NYP mengatakan bahwa penyerang Trump ‘sangat buruk dalam menembak’.

Foto dari media sosial
Kita semua tau, bahwa tersangka penembakan terhadap calon presiden AS Donald Trump adalah Warga Pennsylvania, bernama Thomas Matthew Crooks, namun taukah anda bahwa pria tersebut pernah mengikuti seleksi untuk sebuah tim penembak di sekolah dan ia gagal dalam seleksi itu? Berikut adalah laporan yang ditulis oleh The New York Post yang mengutip dua mantan teman sekelasnya.
Pada saat itu, seleksi dilakukan di sebuah lapangan tembak yang lebarnya sekitar enam meter dan jarak sasarannya adalah 50 meter, terdapat tujuh jalur penembak. Crooks menembak dari jalur paling kanan dan hanya sekali mengenai dinding kiri jangkauan, meleset hampir enam meter.
“Itu merupakan pukulan yang sangat buruk baginya, sehingga dia tidak masuk tim dan berhenti setelah hari pertama seleksi,” kata salah satu mantan siswa, Jameson Murphy.
Orang lain yang diwawancarai oleh NYP menggambarkan Crooks sebagai seorang penyendiri.

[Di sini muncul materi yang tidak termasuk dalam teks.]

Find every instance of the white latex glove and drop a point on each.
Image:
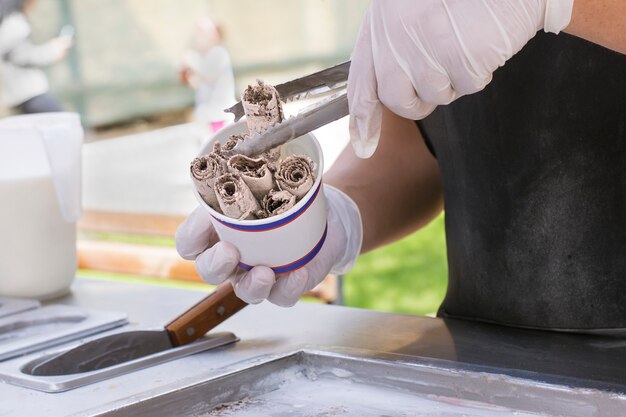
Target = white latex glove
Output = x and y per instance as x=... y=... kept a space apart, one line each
x=217 y=261
x=411 y=55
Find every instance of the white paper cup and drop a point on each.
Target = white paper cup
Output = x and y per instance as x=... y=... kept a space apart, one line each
x=285 y=242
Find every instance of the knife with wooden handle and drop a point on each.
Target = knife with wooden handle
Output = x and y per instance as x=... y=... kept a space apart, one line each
x=133 y=344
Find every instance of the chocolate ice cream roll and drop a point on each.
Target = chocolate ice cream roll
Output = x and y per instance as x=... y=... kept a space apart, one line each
x=232 y=141
x=204 y=170
x=262 y=106
x=296 y=174
x=278 y=202
x=254 y=172
x=235 y=198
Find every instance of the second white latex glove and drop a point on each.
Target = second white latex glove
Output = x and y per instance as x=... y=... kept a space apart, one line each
x=217 y=261
x=411 y=56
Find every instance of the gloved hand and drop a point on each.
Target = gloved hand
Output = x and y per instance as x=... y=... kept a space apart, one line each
x=217 y=261
x=414 y=55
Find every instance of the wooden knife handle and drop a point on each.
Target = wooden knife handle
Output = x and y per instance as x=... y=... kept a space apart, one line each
x=205 y=315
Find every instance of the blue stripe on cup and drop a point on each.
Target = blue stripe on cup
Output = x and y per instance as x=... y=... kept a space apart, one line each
x=273 y=225
x=295 y=264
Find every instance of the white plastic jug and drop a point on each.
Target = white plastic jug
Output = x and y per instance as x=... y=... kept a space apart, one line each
x=40 y=202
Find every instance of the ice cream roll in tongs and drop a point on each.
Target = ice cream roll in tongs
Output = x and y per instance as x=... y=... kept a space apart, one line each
x=329 y=83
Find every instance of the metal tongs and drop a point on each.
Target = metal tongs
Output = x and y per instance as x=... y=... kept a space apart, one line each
x=332 y=80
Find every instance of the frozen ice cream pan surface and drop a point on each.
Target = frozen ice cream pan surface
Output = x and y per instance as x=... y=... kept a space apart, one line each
x=321 y=383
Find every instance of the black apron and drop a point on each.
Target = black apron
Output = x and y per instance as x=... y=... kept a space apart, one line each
x=534 y=173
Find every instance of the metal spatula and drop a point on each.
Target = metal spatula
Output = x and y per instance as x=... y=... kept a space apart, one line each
x=332 y=79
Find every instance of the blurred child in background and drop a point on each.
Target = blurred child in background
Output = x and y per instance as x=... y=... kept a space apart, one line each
x=24 y=86
x=207 y=69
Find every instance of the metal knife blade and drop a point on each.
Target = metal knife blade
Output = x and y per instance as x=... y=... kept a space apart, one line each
x=104 y=352
x=331 y=78
x=122 y=347
x=306 y=121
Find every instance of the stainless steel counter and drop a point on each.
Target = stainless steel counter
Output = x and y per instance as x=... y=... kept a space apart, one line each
x=582 y=362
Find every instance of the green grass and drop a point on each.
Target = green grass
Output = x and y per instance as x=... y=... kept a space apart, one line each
x=408 y=276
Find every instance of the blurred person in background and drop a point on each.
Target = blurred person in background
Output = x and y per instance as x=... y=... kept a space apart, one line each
x=207 y=68
x=521 y=132
x=25 y=86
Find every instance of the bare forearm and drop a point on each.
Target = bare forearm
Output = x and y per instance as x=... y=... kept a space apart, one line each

Seorang pria aneh dengan pakaian berburu, dan “tidak tahu cara menembak sama sekali.”

Foto dari media sosial
Pelatihnya yang merupakan seorang penembak jitu berpengalaman sangat mengkhawatirkan perilaku Crooks pada saat itu, kata para siswa. Mereka mengatakan bahwa Crooks sering berinteraksi secara aneh dengan orang lain dan mengatakan hal-hal yang mengganggu dan tidak pantas, terlebih lagi pada saat itu ia memiliki senjata.

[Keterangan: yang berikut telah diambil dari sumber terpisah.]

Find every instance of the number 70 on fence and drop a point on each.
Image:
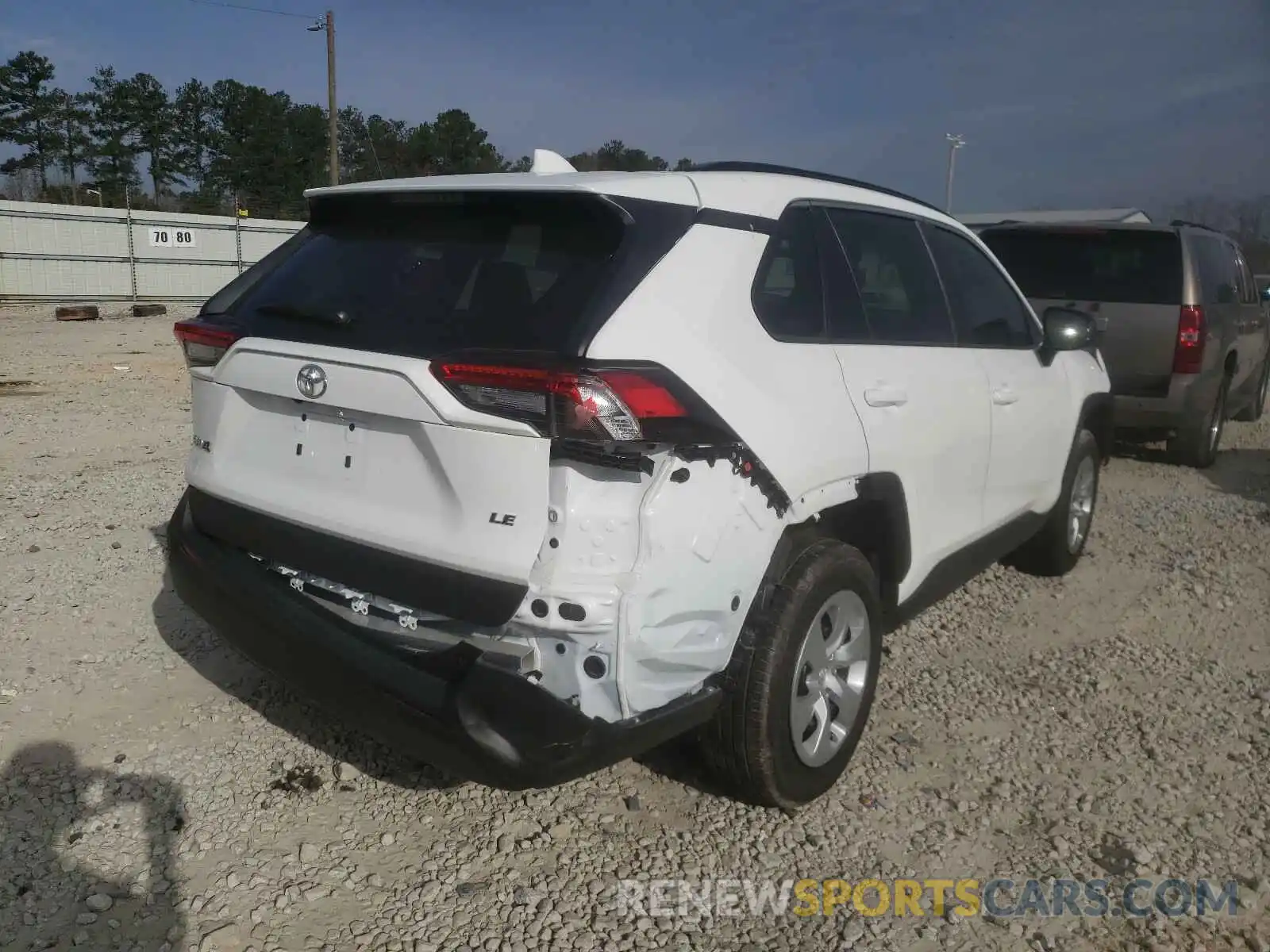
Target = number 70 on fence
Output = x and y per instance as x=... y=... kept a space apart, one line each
x=173 y=238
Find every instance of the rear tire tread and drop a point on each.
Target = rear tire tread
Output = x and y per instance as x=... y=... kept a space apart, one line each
x=1047 y=554
x=737 y=746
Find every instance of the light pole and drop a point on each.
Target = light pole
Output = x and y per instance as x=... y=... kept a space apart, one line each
x=956 y=143
x=328 y=25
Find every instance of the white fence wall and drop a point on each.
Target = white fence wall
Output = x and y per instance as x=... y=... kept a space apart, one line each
x=65 y=253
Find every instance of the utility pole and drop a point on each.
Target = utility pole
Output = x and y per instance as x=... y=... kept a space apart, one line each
x=328 y=25
x=956 y=143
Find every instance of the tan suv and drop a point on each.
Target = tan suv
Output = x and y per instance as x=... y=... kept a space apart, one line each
x=1181 y=324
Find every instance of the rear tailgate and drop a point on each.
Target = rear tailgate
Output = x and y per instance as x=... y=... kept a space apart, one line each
x=1137 y=342
x=325 y=414
x=1130 y=279
x=384 y=457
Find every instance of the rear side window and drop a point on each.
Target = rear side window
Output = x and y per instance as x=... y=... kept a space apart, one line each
x=986 y=310
x=893 y=271
x=1092 y=264
x=422 y=273
x=1218 y=271
x=1248 y=286
x=789 y=289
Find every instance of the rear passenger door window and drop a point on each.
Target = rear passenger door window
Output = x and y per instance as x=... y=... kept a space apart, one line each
x=789 y=289
x=1217 y=272
x=986 y=309
x=893 y=272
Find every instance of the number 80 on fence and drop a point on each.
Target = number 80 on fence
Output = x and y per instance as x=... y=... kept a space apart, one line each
x=173 y=238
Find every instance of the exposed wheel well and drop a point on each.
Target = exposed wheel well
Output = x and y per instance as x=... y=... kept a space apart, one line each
x=876 y=524
x=1098 y=416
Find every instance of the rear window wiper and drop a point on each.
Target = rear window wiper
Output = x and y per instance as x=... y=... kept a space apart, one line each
x=302 y=314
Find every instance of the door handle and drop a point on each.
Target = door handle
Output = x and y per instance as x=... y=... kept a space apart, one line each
x=886 y=395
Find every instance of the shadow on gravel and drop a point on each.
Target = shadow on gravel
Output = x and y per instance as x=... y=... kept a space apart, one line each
x=679 y=761
x=1242 y=473
x=190 y=636
x=57 y=819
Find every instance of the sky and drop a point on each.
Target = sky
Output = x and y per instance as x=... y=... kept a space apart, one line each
x=1062 y=103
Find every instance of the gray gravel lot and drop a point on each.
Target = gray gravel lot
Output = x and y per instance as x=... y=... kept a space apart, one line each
x=156 y=790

Namun, pada saat yang sama, teman sekelas SMA Croocks lainnya yang diwawancarai oleh New York Times mengatakan bahwa dia tidak mengingat sesuatu yang mencurigakan tentang Crooks. Mereka justru menggambarkan Croocks sebagai seorang pemuda cerdas dan hanya memiliki sedikit teman. Staf di panti jompo tempat Crooks bekerja juga memiliki kesan yang sama.

Foto dari media sosial
Sejauh ini penyelidik belum menemukan bukti yang cukup bahwa pemuda tersebut memiliki ketertarikan yang kuat pada dunia politik, meski laporan mengatakan bahwa dia terdaftar sebagai pemilih Partai Republik, dan pernah memberikan sumbangan kepada Partai Demokrat. Salah satu kenalannya, Zach Bradford yakin bahwa pandangan Crooks “sedikit sayap kanan”. Namun, NYP setelah mempelajari akun Crooks di Internet, menyatakan bahwa Croocks adalah orang yang suka bermain catur, video game, dan belajar pemrograman.
Upaya pembunuhan terhadap Trump terjadi pada rapat umum di Pennsylvania, beberapa menit setelah acara dimulai. Penembak melepaskan delapan tembakan, salah satu pelurunya mengenai telinga Trump. Setelah dibawa ke dokter, dia mengatakan bahwa semuanya baik-baik saja. Satu penonton tewas dan dua lainnya luka-luka dalam tragedi tersebut. Crooks kemudian ditembak mati di tempat oleh petugas keamanan acara.
FBI masih yakin bahwa pria itu bertindak sendirian. Sedangkan pihak tertuduh, yaitu Presiden saat ini Joe Biden, justru mengungkapkan kata-kata dukungannya kepada Trump.